O autor encerra seu livro deixando ao leitor — ainda não moribundo, mas apavorado ante a franqueza do cirurgião escritor — essa mensagem, de que nós, seres humanos, devíamos pensar sobre o assunto, aprendendo mais e melhor sobre essa famigerada, mas inexorável ars moriendi.

2. À Guisa de Conclusão

É do conhecimento geral: ninguém quer saber sobre a morte, ainda mais como se deve morrer. Acredita-se seja foro íntimo a problemática da morte. O que queremos saber é sobre a vida, desfrutá-la em todos os momentos, da melhor maneira possível. Não tanto quanto pressupõe a fórmula sartriana de vivre pour vivre — puro ateísmo, uma vez que não somos só carne, matéria, mas espírito, transcendência compartilhada com imanência. Nem só de pão vive o homem — reverberou o Mestre.
Mas de uma coisa não podemos jamais nos furtar: a de que, em algum momento de nossa vida, enfrentaremos a dita cuja. O que se espera é que não soframos, caso nos tornemos um ente terminal, com a dor, o sofrimento, como os casos apontados pelo autor. È aí que reside toda a questão da ars moriendi. Mas como agir nesse lúgubre enfrentamento? Como comportar-se na hora final? Sujeitar-se ao terrível entubamento? Servir de cobaia à parafernália médica?

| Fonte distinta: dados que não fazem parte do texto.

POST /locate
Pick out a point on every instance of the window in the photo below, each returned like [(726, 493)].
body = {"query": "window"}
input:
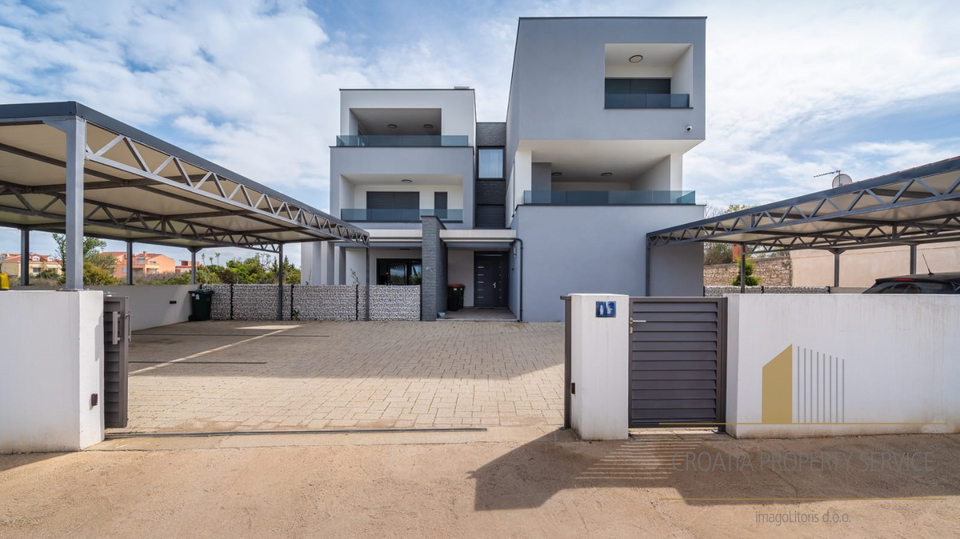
[(399, 272), (490, 163), (389, 200)]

Como se trata de fôro íntimo, fica para cada qual decidir o que mais condiz com sua consciência, seu espírito, a fé religiosa em que se inspira e o anima. Fórmula decisiva não existe e jamais existirá, pois estamos presos neste mundo pela inexorabilidade do tempo, como um relógio cuja hora fatal é chegada e que não nos surpreenda como o ladrão no meio da noite escura, despreparados para o desenlace.